CA Cheuvreux évoque ainsi le risque de voir Prada ou Gucci, la marque phare du groupe PPR, pris en tenailles entre le déploiement de leur réseau et la baisse de la consommation locale.

En 2011, il fallait selon eux quatre à six mois pour qu'une nouvelle boutique parvienne à l'équilibre opérationnel en Chine continentale et près de deux ans pour qu'elle atteigne sa pleine rentabilité.

Si le phénomène de mondialisation des achats se poursuit, ces délais pourraient nettement s'allonger, ajoutent-ils.

DÉLAIS ALLONGÉS

Les analystes de Morgan Stanley estiment eux aussi que "pour Gucci, après une performance impressionnante permise par le repositionnement opéré depuis trois ans sur le haut de gamme, il y a un risque de ralentissement et de contraction des marges compte tenu de l'ambitieux programme d'ouvertures de magasins de la marque".

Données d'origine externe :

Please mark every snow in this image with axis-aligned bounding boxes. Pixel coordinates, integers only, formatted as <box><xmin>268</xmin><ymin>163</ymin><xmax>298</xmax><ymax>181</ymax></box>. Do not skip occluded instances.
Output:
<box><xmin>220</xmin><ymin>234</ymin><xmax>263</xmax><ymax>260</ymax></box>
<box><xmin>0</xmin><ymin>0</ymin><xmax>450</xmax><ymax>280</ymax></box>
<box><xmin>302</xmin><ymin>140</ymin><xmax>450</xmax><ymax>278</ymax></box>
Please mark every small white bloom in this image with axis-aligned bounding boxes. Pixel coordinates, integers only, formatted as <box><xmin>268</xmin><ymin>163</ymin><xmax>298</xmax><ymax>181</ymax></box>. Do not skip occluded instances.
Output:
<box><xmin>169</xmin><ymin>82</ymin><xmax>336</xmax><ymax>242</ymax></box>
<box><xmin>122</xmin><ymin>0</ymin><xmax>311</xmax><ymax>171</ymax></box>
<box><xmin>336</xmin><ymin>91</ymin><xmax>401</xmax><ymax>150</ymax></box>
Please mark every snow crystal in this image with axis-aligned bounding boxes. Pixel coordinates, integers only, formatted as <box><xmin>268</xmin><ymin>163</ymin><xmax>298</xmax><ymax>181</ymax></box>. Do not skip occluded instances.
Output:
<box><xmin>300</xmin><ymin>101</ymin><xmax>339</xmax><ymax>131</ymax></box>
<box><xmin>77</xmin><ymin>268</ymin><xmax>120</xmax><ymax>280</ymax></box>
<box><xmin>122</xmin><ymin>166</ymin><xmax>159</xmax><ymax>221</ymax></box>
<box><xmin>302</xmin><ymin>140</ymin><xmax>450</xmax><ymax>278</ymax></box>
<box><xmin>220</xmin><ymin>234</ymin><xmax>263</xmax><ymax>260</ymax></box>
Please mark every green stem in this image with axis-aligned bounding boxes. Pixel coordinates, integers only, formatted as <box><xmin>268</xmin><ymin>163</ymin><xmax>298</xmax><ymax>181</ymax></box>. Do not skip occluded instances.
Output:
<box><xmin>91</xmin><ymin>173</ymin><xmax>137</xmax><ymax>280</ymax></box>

Après de spectaculaires taux de croissance l'an dernier, souvent supérieurs à 20%, les analystes tablent sur un ralentissement de la dynamique du luxe cette année, lié au tassement de l'économie chinoise et à la crise de la dette en Europe. Ils anticipent une croissance moyenne, à taux de change constant, comprise entre 10% et 11% pour 2012.

Mais jusqu'ici, Hermès, LVMH, Prada, Burberry ou PPR ont encore une fois dépassé les prévisions, avec une progression moyenne proche de 15% au premier trimestre.

La clientèle asiatique (hors Japon) est devenue la première consommatrice de produits de luxe, dans un marché mondial évalué à environ 250 milliards de dollars.

En Europe, les consommateurs venus de Chine comptent aujourd'hui pour environ 20% des achats de produits détaxés, selon les chiffres de Global Blue, spécialiste mondial de la détaxe.

En France, au Printemps Haussmann, repositionné sur le haut de gamme, les Chinois sont devenus la deuxième clientèle du grand magasin derrière les Européens. Ils comptent pour 15% du chiffre d'affaires avec des achats ciblés sur la maroquinerie, la haute joaillerie et la haute horlogerie et un panier moyen de 1.500 euros.